The peak national body representing Australia’s oil and gas exploration and production industry, the Australian Petroleum Production & Exploration Association (APPEA) says they support oil drilling and exploration in the Great Australian Bight and that “there is no reason South Australia cannot have a safe, sustainable and successful offshore petroleum industry.”
This comes in the wake of criticism from environmental organisations, fishery bodies and fifteen councils who say seismic testing adversely affects marine life and that the risks associated with oil drilling in the Bight are too great.
APPEA’s Director of External Affairs Matthew Doman said there are risks that need to be managed but the industry has a “long and strong track record of doing that.”
“The conditions in the Great Australian Bight are comparable to environments around the world (including offshore Canada and the Norwegian Sea) where the oil and gas industry has operated safely for decades,” said Mr Doman.
“Australian authorities only approve oil and gas activities when and where they can be conducted safely and with minimal environmental impact.
“It is clearly essential that oil exploration and development is only undertaken by companies with experience and expertise to do so safely and sustainably, and that they have the financial strength to meet all obligations.”
Environmental groups including the Wilderness Society have raised serious concerns over approved seismic testing in the Bight for later this year, over fears marine life is at risk.
“Seismic testing is deadly for marine life and can impact all levels of the food chain from the very base, from killing zooplankton more than a kilometre away, to deafening whales,” said Wilderness Society South Australia Director Peter Owen.
Mr Doman said measures in place during the survery would mitigate risks however. “The measures are deemed to be practicable and adequate to mitigate any risks to marine life, and will also provide a valuable opportunity to observe the behavioural responses of the species if they are present,” he said.
“The oil and gas industry is committed to ensuring our operations are based on the best available science, and we are a major supporter of ongoing research on the marine environment.”
Successful oil exploration in the Great Australian Bight could see the creation of more than 2,000 jobs in South Australia and generate over $7 billion in average annual tax revenue to Federal and State governments over the next four decades, according to a study by ACIL Allen Consulting.
Mr Doman said the benefits of this activity would be widely spread, including in key regional centres such as Port Lincoln and Ceduna, where onshore facilities and services are likely to be based.
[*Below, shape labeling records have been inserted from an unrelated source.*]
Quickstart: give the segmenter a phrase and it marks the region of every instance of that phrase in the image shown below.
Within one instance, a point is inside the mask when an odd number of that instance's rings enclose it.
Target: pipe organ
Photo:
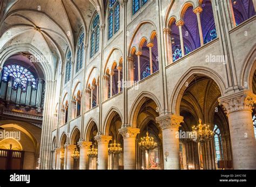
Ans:
[[[42,78],[37,78],[36,88],[32,87],[31,81],[26,82],[25,89],[21,84],[16,88],[13,87],[14,77],[9,76],[8,81],[1,81],[0,98],[18,104],[43,108],[45,84]]]

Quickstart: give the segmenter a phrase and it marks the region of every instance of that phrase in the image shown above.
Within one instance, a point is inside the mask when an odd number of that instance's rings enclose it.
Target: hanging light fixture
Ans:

“Successful development could also address a significant decline in Australia’s oil production over the last 10 years. We now import over 80% of the oil we use,” he said.
The APPEA said claims of environmental harm from offshore oil and gas activity are not borne out by “decades of safe, sustainable exploration and development in Australian waters.”
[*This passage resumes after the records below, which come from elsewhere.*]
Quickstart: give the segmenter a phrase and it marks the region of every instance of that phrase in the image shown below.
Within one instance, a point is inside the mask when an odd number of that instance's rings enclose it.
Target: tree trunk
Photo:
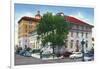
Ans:
[[[54,59],[54,54],[55,54],[55,53],[54,53],[54,45],[52,46],[52,49],[53,49],[53,59]]]

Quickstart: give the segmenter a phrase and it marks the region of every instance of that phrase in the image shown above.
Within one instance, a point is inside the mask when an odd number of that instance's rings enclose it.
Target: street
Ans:
[[[64,63],[64,62],[80,62],[82,59],[50,59],[42,60],[34,57],[24,57],[15,55],[15,65],[30,65],[30,64],[47,64],[47,63]]]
According to the body, fisheries in regions that host oil and gas activities continue to be some of the most productive in Australia.
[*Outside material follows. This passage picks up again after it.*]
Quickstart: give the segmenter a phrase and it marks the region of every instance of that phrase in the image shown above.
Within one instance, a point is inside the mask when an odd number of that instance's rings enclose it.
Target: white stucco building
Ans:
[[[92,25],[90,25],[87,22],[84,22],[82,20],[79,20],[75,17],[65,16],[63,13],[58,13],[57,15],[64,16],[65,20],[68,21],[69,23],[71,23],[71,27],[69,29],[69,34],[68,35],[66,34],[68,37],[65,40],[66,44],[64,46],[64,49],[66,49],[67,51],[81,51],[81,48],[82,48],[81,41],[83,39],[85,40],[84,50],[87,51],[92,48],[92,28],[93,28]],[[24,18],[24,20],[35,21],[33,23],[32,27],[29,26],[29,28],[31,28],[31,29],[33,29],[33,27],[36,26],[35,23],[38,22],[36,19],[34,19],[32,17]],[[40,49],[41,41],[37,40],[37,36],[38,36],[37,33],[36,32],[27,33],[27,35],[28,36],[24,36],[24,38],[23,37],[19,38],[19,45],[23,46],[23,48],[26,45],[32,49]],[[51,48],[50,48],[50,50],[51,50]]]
“Likewise, there is no evidence of whales being harmed. In fact, whale populations are increasing significantly, including in areas with long-standing oil and gas operations,” said Mr Doman.
The APPEA does admit recent studies have shown a limited, short term impact of seismic surveys on plankton, but said there is no evidence to suggest lasting or regional impacts.
“Neither whales nor tuna are expected to be in the area during the survey period, but it is recognised that there is the possibility of they may enter the area earlier than expected,” said Mr Doman.
“We acknowledge there are many in the community with questions and concerns, and some who outright oppose all oil and gas development.
“We’re confident once South Australians focus on the strong track record of our industry and the significant benefits that flow from our activity, support for exploration will grow.
“We remain committed to responding to genuine questions and concerns and countering the scaremongering.”